# Sideline income between rides?



## MolinaHoney (Nov 18, 2019)

Has anyone found a good source of online income that can be done between pax?


----------



## TCar (Aug 4, 2019)

Yes, I work a 45 hour week job with good benefits. 
Just sayin...


----------



## MolinaHoney (Nov 18, 2019)

Ha....Ha... wish we were all that lucky.


----------



## waldowainthrop (Oct 25, 2019)

I’m currently building a service business. It will probably take half a year to put together. I have pitched a few passengers for fun and market research and it went well, and I’m already making some useful network connections. So I am basically working on that full time, whether I am on a ride or not.

It will be “online” because everything is but not selling goods and services online. Details to come in about 6 months I guess!

I hear online stores can be good business but that is really dependent on what you are selling and how you approach it.


----------



## SHalester (Aug 25, 2019)

there is time between pax?


----------



## waldowainthrop (Oct 25, 2019)

SHalester said:


> there is time between pax?


Welcome to Colorado. Also I decline stuff if it's a bad fare. On a busy day I'll get non-stop pings for hours but it is not the norm here because of saturation issues.


----------



## SHalester (Aug 25, 2019)

waldowainthrop said:


> Also I decline stuff if it's a bad fare.


I'm in it just to fill 3 or so hours a day. Accept all the pings, but careful to go offline when I don't want stacked pax or a 2nd pool pax or when I get near the airport. My market there aren't any short 1m trips. If it takes less than 10 minutes to get there, I accept and go.

Now if I was doing this full time and depending on this pay real bills, well totally different attitude.


----------



## MolinaHoney (Nov 18, 2019)

I've been studying day trading cryptocurrencies.


----------



## BuberDriver (Feb 2, 2016)

MolinaHoney said:


> I've been studying day trading cryptocurrencies.

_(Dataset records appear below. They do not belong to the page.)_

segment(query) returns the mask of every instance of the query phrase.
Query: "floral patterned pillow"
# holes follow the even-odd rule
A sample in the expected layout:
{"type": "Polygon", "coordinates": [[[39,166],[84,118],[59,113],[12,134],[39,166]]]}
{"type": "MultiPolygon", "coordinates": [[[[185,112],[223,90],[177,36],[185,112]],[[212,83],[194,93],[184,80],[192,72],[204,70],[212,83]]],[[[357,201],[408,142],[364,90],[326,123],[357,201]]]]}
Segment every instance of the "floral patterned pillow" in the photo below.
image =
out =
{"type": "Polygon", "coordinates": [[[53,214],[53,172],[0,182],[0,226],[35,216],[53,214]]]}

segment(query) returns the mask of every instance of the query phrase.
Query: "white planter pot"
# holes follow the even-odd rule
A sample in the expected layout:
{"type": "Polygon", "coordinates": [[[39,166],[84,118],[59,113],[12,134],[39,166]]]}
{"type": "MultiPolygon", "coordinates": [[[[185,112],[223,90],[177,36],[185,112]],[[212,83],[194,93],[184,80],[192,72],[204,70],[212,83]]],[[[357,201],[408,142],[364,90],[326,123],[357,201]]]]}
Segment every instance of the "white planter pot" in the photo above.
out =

try the real stock market...crypto is like playing roulette, you won't stand a chance in the long run


----------



## percy_ardmore (Jun 4, 2019)

Food delivery. Keep toggling back and forth.


----------



## Bob Reynolds (Dec 20, 2014)

I sell my mechanic services to other drivers in the que that can't get their cars started. I always carry some tools, a jumpbox, duct tape and some oil.


----------



## charmer37 (Nov 18, 2016)

I have a part time job and deliveries is my side hustle, Using multiple apps is a good idea.


----------



## LADryver (Jun 6, 2017)

I work 32 hours for an hourly wage each week, which is the anchor. When nothing weird happens I follow it up with 8 hrs on Uber on those days.


----------



## kc ub'ing! (May 27, 2016)

I got a shine box so I’ll hop out between rides when downtown. Sometimes I’ll hook up my last rider if they have time. Otherwise it’s, “Shine mista? Who needs a shine?!” Until I get a ping.


----------



## NauticalWheeler (Jun 15, 2019)

Do cash rides


----------



## Bob Reynolds (Dec 20, 2014)

NauticalWheeler said:


> Do cash rides


Now that's an idea.


----------



## tohunt4me (Nov 23, 2015)

MolinaHoney said:


> I've been studying day trading cryptocurrencies.


Short sell Uber stock !


----------



## mch (Nov 22, 2018)

In between pings I bet on underground cock fighting and sell imitation yeezys.

Ive heard others do well mixing in the food delivery stuff and I also met someone once that writes product reviews on the internet in between rides


----------



## lyft_rat (Jul 1, 2019)

kc ub'ing! said:


> I got a shine box so I'll hop out between rides when downtown. Sometimes I'll hook up my last rider if they have time. Otherwise it's, "Shine mista? Who needs a shine?!" Until I get a ping.


Front for pimpin' and drug sales?


----------